You will say that the solution is easy; raise your standards for entry in the administrative groups of the Service and pay more money--above all, pay more money, to make the Service more attractive and defeat your competitors in the field of recruitment. It seems to me that there is something distinctly immoral about this suggestion. There we sit in Ottawa with all the taxpayers' money at our command, and nothing except our sense of the fitness of things and indeed of trusteeship to prevent us from making the Civil Service of Canada so well paid as to be irresistible to those in particular to whom good pay is irresistible. No government should thus require the confidence of its taxpayers or attempt to compete on unequal terms in the market for talent. The solution must be sought in a higher standard of education produced by a higher standard of living and an increased sense of awareness among those who have flourished in Canada, of the needs of Canada in the field of government administration.

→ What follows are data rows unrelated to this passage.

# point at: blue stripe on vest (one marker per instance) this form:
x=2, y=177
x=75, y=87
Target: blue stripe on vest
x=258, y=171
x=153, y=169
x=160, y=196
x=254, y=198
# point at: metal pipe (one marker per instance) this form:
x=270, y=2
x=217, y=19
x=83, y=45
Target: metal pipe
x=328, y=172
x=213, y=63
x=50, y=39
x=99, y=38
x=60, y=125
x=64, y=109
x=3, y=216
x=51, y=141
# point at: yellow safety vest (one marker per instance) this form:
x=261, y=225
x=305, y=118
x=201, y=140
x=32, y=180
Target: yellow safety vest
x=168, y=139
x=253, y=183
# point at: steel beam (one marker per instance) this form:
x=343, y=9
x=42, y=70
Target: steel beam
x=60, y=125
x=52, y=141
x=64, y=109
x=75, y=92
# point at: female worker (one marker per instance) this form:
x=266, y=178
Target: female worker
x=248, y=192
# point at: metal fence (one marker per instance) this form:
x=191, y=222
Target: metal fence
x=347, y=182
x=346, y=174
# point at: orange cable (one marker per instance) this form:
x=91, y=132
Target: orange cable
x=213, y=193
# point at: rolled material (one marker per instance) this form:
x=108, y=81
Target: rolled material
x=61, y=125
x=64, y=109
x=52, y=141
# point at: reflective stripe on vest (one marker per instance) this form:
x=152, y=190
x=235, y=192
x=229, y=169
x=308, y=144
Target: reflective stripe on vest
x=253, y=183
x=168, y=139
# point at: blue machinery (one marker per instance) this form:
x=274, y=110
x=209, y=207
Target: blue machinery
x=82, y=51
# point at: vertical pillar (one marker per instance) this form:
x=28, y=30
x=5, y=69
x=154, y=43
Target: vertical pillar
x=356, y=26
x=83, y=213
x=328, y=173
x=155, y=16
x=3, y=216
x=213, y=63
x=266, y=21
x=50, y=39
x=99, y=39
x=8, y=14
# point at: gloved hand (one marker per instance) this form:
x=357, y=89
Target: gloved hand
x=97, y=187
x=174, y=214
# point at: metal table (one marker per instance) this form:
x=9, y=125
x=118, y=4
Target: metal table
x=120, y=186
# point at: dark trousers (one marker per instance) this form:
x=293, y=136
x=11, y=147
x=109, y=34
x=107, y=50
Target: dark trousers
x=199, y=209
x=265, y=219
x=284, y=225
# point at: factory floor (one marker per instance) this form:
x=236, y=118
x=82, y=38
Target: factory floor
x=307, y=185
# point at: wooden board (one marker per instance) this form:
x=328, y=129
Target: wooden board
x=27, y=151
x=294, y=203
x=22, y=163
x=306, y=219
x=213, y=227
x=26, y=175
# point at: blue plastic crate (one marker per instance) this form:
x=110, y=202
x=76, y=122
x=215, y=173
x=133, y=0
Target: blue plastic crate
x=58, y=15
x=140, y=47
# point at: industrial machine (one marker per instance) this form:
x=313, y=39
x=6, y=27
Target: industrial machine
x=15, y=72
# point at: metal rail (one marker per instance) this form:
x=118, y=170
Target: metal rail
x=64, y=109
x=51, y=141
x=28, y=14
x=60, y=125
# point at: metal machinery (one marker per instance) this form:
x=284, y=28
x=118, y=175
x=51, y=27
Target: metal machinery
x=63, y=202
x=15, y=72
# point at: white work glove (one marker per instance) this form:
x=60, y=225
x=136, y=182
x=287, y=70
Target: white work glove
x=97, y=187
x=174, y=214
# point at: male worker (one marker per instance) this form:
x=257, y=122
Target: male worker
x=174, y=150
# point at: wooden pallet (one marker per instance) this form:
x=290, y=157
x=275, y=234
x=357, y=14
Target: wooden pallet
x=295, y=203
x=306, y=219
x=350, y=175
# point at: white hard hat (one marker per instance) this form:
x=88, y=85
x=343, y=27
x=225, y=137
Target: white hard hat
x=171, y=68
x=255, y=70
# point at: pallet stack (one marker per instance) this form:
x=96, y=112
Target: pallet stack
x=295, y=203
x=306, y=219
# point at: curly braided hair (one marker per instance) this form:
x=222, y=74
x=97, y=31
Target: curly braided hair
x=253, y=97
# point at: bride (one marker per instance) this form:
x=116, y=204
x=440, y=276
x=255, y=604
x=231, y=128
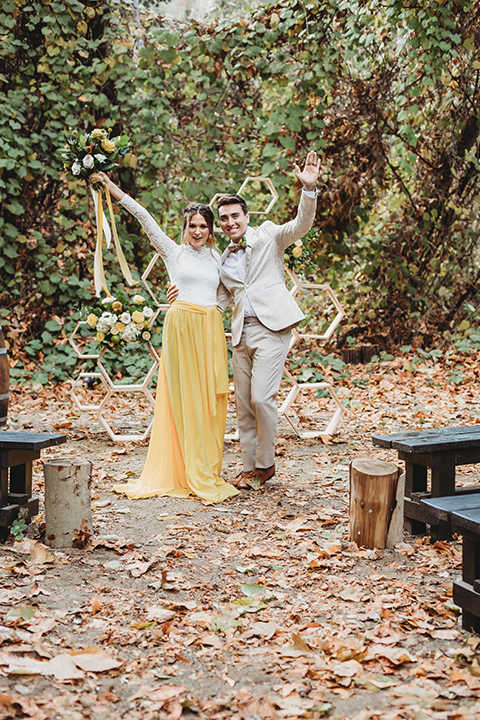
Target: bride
x=185, y=452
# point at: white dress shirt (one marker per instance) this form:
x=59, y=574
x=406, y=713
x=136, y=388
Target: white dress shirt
x=235, y=263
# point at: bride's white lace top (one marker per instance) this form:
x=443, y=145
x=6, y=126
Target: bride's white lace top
x=195, y=271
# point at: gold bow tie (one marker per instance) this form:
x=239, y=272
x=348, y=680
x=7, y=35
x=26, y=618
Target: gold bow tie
x=235, y=247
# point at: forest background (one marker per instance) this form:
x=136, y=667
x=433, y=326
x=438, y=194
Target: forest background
x=387, y=92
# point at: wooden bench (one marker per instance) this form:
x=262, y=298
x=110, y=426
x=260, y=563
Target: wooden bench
x=463, y=512
x=441, y=451
x=18, y=450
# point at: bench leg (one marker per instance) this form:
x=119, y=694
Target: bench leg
x=443, y=485
x=3, y=486
x=21, y=478
x=470, y=572
x=415, y=481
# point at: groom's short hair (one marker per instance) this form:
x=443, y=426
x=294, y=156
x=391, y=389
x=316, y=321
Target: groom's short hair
x=232, y=200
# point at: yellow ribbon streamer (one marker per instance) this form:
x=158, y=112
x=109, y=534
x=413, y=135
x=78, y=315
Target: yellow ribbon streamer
x=103, y=228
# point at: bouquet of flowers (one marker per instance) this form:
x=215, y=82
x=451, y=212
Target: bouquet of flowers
x=300, y=257
x=120, y=320
x=84, y=155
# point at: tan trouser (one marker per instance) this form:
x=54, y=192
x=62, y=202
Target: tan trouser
x=258, y=362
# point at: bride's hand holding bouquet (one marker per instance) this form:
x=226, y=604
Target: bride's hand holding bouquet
x=84, y=155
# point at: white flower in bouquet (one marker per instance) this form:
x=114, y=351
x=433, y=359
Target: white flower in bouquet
x=106, y=322
x=130, y=333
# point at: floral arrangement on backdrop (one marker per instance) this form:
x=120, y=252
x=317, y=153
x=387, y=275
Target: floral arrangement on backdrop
x=119, y=320
x=85, y=154
x=298, y=256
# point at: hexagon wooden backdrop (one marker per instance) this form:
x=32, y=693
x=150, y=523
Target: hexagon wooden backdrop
x=114, y=390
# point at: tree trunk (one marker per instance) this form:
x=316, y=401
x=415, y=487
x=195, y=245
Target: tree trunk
x=4, y=381
x=68, y=511
x=373, y=498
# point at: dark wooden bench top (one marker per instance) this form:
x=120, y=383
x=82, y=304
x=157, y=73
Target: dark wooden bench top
x=29, y=441
x=444, y=507
x=467, y=520
x=420, y=441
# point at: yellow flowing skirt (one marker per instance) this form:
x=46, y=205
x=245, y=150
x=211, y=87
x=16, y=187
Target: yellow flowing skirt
x=185, y=452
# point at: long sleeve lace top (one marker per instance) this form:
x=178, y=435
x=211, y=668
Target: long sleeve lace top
x=195, y=271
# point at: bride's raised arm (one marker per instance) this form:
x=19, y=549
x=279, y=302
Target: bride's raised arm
x=164, y=245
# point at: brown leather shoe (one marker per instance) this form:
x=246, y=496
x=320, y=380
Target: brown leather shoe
x=240, y=481
x=259, y=477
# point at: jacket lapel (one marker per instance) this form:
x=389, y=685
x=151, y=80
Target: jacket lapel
x=249, y=237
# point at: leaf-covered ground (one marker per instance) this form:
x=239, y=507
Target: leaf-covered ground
x=256, y=608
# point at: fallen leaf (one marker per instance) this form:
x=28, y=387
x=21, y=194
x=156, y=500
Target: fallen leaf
x=62, y=667
x=93, y=659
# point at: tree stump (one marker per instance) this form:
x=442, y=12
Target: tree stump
x=4, y=381
x=374, y=496
x=68, y=510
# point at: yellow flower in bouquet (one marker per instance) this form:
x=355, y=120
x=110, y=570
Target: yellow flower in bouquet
x=107, y=145
x=99, y=132
x=137, y=317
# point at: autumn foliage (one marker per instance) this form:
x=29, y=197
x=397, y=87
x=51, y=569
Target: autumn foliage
x=388, y=94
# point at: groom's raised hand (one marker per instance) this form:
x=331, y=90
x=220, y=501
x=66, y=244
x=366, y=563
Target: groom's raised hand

One final word about tradition. There is a most useful and salutary tradition which is part of our parliamentary institutions and which protects the civil servant from criticism in Parliament of his actions and his advice. Here the head of the department, a Minister of the Crown, takes all responsibility for the activities of his staff, and is the only legitimate object for attack. The advantages of this tradition are obvious. Without it, governments would only get from their professional advisers the type of advice which they wanted to hear and to support in the House of Commons. The independent, unprejudiced position of the Civil Service, upon which the security of the State so largely depends under our democratic system of government, would be fatally compromised. It is therefore very disturbing to see the development of a tendency to agitate rather than discuss, to substitute the waving of placards for the ordinary processes of rational thought, to circularize Members of the House of Commons with petitions and diatribes, and generally to prefer abuse to the language of persuasion. This is not only not characteristic of the best traditions of the Service and of the principles of the great majority of the men and women who compose it, but by injecting the subject of agitation into the political arena it threatens the existence of the principle to which I have alluded, and may cast aside the shield which custom has interposed between the Service and the people whom it serves. It is sometimes said that by imposing a restriction upon the political activities of civil servants they have been branded as second-class citizens. Let those who make these allegations consider how this wise restriction, based also upon tradition, has put civil servants in a position of unassailable strength. No career is more honourable--no livelihood more secure. Let those who seek to make a career out of agitation and unrest beware how they turn their backs upon the temperate and wholesome traditions of the past.

THANKS OF THE MEETING were expressed by Mr. James H. Joyce.